La palabra “dieta” se ha transformado en sinónimo de diversas restricciones, lo que la llevado a distorsionar su real significado del griego diaita, que dice relación a un estilo y conducta de vida saludable y no a establecer planes de alimentación que, en muchos casos, pueden traer múltiples consecuencias para la salud.

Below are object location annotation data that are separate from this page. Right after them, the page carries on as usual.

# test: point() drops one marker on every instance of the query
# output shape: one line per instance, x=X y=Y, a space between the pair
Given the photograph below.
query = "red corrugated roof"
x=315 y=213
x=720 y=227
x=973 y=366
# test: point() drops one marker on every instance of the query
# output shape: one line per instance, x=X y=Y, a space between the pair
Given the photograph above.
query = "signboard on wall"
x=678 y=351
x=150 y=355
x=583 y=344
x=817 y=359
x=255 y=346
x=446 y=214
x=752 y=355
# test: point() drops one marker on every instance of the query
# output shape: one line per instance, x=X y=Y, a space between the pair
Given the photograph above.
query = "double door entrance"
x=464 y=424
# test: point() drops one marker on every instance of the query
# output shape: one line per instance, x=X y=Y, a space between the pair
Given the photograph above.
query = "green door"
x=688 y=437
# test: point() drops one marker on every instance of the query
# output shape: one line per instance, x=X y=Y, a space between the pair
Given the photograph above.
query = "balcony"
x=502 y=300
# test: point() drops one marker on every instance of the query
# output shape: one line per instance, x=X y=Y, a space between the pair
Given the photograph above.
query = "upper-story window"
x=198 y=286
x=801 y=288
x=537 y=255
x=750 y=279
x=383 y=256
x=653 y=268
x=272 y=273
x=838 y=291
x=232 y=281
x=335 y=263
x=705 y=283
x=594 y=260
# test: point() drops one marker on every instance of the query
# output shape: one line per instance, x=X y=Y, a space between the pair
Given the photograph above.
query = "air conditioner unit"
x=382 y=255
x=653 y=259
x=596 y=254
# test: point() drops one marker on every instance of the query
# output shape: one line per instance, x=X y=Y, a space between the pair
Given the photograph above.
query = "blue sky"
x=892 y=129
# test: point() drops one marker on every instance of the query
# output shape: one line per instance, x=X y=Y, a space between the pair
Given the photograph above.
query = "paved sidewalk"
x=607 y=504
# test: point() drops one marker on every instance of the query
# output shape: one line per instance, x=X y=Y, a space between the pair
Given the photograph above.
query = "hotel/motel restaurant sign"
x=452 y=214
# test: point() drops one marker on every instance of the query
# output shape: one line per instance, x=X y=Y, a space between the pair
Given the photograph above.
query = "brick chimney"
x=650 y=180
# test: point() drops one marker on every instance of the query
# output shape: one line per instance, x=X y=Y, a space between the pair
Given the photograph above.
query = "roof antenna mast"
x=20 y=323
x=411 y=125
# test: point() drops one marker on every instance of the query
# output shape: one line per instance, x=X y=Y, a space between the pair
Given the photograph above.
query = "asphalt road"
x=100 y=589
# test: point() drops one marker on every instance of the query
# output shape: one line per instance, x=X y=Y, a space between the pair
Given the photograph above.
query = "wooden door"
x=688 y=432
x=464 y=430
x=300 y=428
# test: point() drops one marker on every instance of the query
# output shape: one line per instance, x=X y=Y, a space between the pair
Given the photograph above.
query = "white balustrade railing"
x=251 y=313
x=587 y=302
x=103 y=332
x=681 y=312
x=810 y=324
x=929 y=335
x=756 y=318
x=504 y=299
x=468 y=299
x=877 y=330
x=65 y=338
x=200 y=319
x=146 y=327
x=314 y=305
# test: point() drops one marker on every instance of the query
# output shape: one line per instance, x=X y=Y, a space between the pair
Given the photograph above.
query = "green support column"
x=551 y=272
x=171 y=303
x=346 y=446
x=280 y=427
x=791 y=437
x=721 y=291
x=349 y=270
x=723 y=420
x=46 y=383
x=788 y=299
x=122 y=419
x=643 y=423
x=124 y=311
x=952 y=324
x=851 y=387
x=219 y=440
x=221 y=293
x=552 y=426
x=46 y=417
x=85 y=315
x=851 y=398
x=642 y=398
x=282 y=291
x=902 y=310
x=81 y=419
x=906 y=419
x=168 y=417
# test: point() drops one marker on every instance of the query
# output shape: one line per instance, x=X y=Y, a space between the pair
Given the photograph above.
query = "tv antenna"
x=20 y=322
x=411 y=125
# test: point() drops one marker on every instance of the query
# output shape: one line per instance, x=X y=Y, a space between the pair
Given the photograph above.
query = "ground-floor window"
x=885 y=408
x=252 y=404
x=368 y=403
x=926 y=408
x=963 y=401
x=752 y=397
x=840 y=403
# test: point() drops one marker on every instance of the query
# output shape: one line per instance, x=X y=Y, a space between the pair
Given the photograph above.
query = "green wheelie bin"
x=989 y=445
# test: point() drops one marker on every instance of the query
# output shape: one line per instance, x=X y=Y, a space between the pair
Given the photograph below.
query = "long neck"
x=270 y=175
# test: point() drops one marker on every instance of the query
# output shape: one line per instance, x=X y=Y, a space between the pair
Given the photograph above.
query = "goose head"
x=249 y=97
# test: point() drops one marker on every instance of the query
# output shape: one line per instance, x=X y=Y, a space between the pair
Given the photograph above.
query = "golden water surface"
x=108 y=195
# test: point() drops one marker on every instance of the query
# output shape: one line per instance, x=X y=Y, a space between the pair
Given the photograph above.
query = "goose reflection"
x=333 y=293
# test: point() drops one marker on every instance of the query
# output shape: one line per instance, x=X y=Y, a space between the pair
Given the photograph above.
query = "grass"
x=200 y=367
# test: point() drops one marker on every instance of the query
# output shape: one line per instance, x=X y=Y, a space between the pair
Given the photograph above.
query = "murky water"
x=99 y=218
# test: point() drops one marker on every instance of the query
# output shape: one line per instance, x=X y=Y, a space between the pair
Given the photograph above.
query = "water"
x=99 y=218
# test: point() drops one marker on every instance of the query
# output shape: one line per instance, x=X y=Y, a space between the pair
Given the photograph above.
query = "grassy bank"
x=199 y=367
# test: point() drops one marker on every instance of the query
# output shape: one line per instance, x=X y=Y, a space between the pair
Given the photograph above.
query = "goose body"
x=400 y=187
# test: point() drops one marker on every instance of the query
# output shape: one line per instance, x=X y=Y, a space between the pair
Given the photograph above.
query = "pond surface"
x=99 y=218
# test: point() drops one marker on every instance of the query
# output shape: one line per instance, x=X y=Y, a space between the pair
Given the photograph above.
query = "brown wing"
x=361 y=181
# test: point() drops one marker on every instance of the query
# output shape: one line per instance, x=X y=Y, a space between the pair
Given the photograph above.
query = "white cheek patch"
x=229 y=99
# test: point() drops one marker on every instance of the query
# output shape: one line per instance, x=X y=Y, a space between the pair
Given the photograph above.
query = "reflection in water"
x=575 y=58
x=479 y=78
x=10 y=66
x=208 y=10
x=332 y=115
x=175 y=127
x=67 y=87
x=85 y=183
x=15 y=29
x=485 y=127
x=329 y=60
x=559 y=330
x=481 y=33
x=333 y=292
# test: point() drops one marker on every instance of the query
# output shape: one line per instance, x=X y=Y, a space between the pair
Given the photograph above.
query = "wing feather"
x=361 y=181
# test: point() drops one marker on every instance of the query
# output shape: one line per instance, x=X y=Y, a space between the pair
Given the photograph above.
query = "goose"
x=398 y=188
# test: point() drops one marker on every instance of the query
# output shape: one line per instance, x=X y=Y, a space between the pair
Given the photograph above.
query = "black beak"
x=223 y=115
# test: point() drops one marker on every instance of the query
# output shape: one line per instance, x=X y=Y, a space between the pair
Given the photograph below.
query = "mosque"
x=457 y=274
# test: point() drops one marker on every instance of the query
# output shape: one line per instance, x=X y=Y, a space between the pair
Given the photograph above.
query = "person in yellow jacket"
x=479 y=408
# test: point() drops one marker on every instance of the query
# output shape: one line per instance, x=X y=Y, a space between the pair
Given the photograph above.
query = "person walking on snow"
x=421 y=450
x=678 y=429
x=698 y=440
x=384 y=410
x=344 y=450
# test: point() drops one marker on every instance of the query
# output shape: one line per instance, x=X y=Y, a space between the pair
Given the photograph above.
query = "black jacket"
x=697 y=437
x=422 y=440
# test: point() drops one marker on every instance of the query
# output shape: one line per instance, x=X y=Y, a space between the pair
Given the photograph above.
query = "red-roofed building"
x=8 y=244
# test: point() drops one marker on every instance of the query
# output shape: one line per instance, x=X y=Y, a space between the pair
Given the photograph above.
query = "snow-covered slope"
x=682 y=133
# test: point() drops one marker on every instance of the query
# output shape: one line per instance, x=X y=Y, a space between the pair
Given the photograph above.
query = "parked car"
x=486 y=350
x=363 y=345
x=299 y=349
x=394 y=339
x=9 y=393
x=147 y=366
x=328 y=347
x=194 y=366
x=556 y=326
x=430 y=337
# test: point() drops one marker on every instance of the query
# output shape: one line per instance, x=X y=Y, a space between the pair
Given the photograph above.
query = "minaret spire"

Comienza el calor y el ideario de las vacaciones invade nuestra mente. Lamentablemente, para muchos, esta imagen viene acompañada de sentimientos de culpa y vergüenza. Y es que pensar en ponerse un traje de baño complica a varios debido a la presión tanto social como autoimpuesta del “cuerpo perfecto”. Esto lleva a que la gente recurra a las dietas milagro o exprés en búsqueda de una baja de peso rápida para sentirse bien con menos ropa.

Según explica Oscar Barrera Marengo, médico cirujano, con posgrado en nutrición y chef profesional, “lo primero que hay que dejar en claro es que el cuerpo de revista dista mucho de lo que se considera uno saludable”. Según aclara el profesional, “los primeros usualmente son tonificados, bajos en grasa, productos de entrenamientos y alimentación cuidadamente planificados y, muchas veces, gracias al uso de fármacos hormonales. Claramente, esto no es algo que pueda o deba seguir el 99% de la población”.